1. A computerized method comprising:

capturing user engagement with a computing device and storing user interaction data based on the capturing of the user engagement;

accessing at least one data storage device having the user interaction data associated with the computing device;

analyzing the user interaction data and generating a user context therefrom; and

generating a predicted intent within a user display interface, the predicted intent generated from the user context.

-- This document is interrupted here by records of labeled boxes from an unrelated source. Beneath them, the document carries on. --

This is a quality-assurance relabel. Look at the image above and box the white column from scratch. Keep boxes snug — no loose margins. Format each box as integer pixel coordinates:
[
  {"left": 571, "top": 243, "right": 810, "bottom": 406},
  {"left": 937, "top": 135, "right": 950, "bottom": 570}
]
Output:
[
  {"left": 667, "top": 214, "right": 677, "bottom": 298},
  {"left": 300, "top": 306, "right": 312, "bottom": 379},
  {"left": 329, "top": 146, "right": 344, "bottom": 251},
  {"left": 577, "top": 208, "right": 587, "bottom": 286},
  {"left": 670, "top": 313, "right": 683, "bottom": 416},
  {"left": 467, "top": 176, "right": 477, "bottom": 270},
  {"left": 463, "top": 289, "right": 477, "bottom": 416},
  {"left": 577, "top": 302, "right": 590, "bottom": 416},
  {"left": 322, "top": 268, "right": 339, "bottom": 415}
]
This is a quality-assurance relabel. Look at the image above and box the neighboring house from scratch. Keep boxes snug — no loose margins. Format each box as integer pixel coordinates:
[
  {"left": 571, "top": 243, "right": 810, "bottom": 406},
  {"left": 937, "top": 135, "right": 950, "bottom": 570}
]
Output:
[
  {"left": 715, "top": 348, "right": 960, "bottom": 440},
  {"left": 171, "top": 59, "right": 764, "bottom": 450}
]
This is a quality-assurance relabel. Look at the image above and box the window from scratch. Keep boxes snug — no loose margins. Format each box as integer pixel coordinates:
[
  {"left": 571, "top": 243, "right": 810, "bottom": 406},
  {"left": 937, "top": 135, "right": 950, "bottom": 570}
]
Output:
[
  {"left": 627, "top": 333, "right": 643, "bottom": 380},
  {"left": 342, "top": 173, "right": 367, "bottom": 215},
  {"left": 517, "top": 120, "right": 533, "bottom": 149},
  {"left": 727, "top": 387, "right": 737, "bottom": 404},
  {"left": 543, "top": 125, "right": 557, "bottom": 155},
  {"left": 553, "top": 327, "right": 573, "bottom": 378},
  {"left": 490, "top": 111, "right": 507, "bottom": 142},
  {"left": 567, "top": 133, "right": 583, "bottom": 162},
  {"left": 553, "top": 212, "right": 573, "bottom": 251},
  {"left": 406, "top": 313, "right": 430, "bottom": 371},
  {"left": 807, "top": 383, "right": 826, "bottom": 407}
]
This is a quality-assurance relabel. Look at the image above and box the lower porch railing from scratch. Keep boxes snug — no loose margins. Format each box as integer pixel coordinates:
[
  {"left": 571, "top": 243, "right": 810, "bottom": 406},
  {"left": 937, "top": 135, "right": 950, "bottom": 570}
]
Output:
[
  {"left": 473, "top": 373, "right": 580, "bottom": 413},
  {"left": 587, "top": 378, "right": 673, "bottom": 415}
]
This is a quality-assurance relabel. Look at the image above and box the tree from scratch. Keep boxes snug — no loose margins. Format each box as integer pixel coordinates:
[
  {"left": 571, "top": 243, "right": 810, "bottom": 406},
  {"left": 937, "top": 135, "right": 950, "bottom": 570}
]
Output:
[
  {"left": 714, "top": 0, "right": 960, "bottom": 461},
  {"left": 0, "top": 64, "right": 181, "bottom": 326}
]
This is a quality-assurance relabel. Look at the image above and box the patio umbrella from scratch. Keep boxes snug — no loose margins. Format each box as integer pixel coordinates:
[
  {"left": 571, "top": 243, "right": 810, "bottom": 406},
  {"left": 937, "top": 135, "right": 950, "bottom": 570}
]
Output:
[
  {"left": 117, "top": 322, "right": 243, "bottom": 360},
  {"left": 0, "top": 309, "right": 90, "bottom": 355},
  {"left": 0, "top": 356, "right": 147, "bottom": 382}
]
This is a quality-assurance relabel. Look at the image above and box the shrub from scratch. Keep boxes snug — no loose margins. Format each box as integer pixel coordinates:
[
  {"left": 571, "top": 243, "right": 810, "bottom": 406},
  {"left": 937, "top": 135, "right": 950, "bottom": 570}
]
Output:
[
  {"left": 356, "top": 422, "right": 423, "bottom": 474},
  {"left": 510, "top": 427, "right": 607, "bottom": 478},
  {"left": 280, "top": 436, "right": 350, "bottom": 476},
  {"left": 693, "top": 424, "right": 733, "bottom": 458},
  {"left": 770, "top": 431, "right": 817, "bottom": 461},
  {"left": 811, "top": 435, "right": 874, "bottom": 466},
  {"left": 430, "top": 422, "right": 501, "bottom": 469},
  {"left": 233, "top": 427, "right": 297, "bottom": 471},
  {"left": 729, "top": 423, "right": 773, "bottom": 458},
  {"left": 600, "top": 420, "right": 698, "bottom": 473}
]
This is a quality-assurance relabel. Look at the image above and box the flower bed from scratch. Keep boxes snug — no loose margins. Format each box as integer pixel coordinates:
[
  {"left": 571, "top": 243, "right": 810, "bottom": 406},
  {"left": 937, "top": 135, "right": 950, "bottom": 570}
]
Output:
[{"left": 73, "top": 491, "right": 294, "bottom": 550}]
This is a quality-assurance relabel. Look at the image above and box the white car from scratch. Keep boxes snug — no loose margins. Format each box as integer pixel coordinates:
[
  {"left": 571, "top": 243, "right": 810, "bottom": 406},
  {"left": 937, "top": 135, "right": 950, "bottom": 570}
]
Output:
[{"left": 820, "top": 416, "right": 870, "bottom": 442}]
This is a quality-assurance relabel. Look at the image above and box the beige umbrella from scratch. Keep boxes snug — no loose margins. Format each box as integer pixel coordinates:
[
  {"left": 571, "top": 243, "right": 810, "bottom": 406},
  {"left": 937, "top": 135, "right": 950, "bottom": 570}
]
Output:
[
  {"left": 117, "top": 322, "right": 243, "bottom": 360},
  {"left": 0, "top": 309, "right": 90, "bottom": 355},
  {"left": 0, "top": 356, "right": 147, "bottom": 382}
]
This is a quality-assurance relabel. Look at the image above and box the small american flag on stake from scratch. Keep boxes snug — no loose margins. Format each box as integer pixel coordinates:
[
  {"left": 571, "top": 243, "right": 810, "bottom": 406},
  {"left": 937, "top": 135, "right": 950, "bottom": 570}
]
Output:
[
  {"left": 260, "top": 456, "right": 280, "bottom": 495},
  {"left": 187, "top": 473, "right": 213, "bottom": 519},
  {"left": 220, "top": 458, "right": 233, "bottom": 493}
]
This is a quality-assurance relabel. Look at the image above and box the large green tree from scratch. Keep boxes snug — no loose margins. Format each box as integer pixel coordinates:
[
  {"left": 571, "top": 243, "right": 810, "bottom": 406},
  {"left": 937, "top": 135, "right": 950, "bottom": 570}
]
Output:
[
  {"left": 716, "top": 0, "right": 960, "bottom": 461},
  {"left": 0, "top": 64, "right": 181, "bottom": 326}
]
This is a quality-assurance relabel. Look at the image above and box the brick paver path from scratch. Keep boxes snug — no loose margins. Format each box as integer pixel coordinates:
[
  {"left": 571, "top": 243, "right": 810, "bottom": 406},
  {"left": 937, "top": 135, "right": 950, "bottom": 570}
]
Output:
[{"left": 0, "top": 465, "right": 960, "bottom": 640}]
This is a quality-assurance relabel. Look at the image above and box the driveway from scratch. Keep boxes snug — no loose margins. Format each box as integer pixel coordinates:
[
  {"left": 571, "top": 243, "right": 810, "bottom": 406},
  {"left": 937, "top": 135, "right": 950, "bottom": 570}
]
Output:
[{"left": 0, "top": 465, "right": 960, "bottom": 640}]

2. The computerized method of claim 1 further comprising:

using a content capture module to capture the user engagement with the computing device.

3. The computerized method of claim 2, wherein the content capture includes one or more of: audio, video, data, single screen capture, continuous screen capture.

4. The computerized method of claim 1, wherein the generating the predicted intent uses a large language model.

5. The computerized method of claim 1, where in the user interaction data include a plurality of unstructured data, the method further comprising:

converting the unstructured data into vectors; and

storing the vectors in a vector database.

6. The computerized method of claim 5, wherein generating the predicted intent is based at least on vectors retrieved from the vector database.

7. The computerized method of claim 1 further comprising:

receiving a user selection of a predicted intent via the user interface, where the predicted intent is associated with a computing engine; and

wherein the predicted intent is an input prompt for the computing engine, transmitting the input prompt to the computing engine.

8. The computerized method of claim 7, wherein the computing engine is an artificial intelligence engine.

9. The computerized method of claim 7, wherein the computing engine is a utility application.

10. The computerized method of claim 7, wherein the computing engine is a search engine.

11. A computerized method comprising:

accessing at least one data storage device having user interaction data associated with a computing device;

analyzing the user interaction data and generating a user context therefrom;

generating a predicted intent within a user display interface, the predicted intent generated from the user context; and

presenting on the user display interface input for a user to submit the predicted intent to a computing engine.

12. The computerized method of claim 11 further comprising:

receiving an accept input from the user for accepting the predicted intent as presented or receiving an input of a user-modification of the predicted intent and generating a modified intent.

13. The computerized method of claim 12 further comprising:

accessing additional user interaction data from the at least one storage device; and

generating an engine prompt for the computing engine based on the additional user interaction data and the predicted intent or the modified intent.

14. The computerized method of claim 13, wherein the computing engine is an artificial intelligence engine.

15. The computerized method of claim 11, wherein the generating the predicted intent uses a large language model.

16. The computerized method of claim 11, where in the user interaction data include a plurality of unstructured data, the method further comprising:

converting the unstructured data into vectors; and

storing the vectors in a vector database.

17. The computerized method of claim 5, wherein generating the predicted intent as based at least on vectors retrieved from the vector database.

18. A computerized method comprising:

capturing user interaction data including unstructured data;

converting the unstructured data into vectors;

storing the vectors in a vector database;

accessing the vector database and retrieving a plurality of vector results therefrom;

using statistical modeling, ranking the plurality of vectors to determine a first set of result vectors;

generating a predicted intent within a user display interface using at least one of the results vectors from the first set of result vectors; and

19. The computerized method of claim 18, wherein the computing engine is an artificial intelligence engine.

20. The computerized method of claim 18, wherein the unstructured data is text data.